Darul Uloom Deoband, the father of the Deobandi creed, has issued a string of such fatwas. It would not matter if these fatwas were mere opinion. But they are treated and projected more as a decree, an order to be followed, and a defining proclamation about what is to be believed and not believed. The controversial fatwas of Deoband not only present Islam as obscurantist but also hinder Muslims in India from critically engaging with the modern world. But the Deobandi school of thought is not confined to India; it is a worldwide movement with global influence. And wherever we find Deobandis we find its fatwas being taken seriously.

The Deoband madrasa was established in May 1866 as a bastion of Hanafism. But like Hanafism, the school of choice for the Abbasid dynasty and the Ottoman Caliphate, it has a long history.
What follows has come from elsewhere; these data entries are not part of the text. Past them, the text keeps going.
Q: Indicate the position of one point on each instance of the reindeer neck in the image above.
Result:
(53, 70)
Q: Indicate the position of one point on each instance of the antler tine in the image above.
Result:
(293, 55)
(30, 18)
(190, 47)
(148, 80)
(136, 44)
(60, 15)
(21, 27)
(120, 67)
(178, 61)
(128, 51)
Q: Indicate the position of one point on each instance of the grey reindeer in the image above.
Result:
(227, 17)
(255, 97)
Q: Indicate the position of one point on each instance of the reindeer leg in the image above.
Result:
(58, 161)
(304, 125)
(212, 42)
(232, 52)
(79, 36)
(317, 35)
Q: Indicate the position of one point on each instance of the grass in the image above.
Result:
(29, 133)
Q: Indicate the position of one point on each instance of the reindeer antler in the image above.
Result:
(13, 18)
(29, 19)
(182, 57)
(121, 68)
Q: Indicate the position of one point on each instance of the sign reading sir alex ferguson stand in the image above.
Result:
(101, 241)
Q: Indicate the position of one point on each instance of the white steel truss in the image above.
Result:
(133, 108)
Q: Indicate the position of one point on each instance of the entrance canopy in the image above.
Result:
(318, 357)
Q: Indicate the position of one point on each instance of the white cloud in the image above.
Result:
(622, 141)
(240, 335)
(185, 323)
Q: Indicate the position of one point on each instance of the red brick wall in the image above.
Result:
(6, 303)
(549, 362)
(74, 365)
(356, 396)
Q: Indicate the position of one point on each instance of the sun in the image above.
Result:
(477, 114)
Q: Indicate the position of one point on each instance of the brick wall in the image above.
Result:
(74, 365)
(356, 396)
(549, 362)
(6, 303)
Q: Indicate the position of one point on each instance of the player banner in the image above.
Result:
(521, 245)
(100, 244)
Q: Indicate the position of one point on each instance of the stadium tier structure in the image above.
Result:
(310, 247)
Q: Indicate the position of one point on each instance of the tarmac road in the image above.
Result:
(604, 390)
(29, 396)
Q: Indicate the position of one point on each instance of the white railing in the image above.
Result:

Hanafism became dominant as an ‘official religion’ in India during the Mughal rule, thanks to the Hanafi scholars who came along with the conquerors from Central Asia. These scholars relied on the rulings of medieval Hanafi legal treatises such as the Hidaaya of al-Marghinani (d.1196) but also produced their own collections of rulings to address the needs of their time. The most famous of them all was the Fataawa-e-Aalamgiri commissioned by Aurangzeb Alamgir (1618–1707), the sixth Mughal Emperor. It is not just a collection of fatwas, as the name suggests, but a comprehensive legal text of the Hanafi law.